| How badly is bad? What sort of output are we talking? I am asking as I once had a Markov-chain IRC bot* and while it often struggled to string together a sentence, it was quite hilarious sometimes. Absolutely pointless other than the occasional laugh. Can it form sentences or are those small models completely unusable for anything? I'm not thinking OpenAI level uses - sort of compare a Postgres cluster to a SQLite file (not literally, conceptually I guess). Can it be used for single tasks in any way? Could it figure out how to map search terms to URLs for a knowledge base type thing? Forgive me if these are silly questions. The extent of my knowledge in this field is asking ChatGPT questions and going "that's so cool" when it answers. * Your phone's predictive text except it finishes the sentence itself based on a word someone in chat used so that it felt on topic.
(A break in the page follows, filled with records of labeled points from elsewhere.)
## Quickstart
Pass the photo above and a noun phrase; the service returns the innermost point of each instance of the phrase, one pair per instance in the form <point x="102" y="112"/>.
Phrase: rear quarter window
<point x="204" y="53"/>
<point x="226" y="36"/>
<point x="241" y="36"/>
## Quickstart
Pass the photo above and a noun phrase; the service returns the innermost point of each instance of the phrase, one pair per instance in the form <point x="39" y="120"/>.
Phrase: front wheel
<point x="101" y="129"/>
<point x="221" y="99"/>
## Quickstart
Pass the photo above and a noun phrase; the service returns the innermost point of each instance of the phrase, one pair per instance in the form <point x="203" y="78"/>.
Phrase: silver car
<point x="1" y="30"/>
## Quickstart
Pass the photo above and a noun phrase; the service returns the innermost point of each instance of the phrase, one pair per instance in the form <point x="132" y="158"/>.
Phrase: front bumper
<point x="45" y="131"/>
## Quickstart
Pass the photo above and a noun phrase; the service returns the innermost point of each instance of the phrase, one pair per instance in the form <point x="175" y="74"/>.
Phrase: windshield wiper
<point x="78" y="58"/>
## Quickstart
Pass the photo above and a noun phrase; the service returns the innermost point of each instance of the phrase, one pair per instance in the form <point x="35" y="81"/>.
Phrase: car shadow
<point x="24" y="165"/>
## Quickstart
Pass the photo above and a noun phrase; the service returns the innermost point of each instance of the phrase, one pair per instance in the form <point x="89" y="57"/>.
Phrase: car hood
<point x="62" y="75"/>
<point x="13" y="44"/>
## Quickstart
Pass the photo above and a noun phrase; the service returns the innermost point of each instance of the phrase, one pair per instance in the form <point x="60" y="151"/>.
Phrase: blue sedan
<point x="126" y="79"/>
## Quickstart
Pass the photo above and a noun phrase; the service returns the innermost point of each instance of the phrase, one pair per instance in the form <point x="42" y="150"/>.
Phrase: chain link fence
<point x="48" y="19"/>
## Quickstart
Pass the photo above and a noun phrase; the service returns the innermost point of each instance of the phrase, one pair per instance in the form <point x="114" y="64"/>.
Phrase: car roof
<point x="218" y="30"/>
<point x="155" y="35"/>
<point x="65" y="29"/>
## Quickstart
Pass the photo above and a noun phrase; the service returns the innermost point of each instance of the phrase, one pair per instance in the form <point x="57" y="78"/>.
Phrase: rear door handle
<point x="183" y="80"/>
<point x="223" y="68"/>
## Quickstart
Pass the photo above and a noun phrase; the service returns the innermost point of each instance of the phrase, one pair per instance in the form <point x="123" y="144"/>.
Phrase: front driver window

In my case it also learned how to form sentences from other people talking in chat, in hindsight it's amazing I never had a Tay issue. https://en.m.wikipedia.org/wiki/Tay_(bot) |
If you are interested in running these models yourself without having a beefy GPU, you can try my custom inference implementation. It's in pure C/C++ without any 3rd party dependencies, runs straight on the CPU and builds very easily. I think it is relatively well optimised. For example, on a MacBook M1 Pro I can run GPT-2 XL (1.5B params) at 42ms/token and GPT-J / GPT-JT (6B params) at 125ms/token.
Here are a couple of generated examples using GPT-J:
https://github.com/ggerganov/ggml/tree/master/examples/gpt-j
These are examples using zero-shot prompt where the model auto-completes a text given a starting prompt. You can try to make a conversation bot with a few-shot prompt, but it's not great. Probably the model needs some fine-tuning for that to become feasible.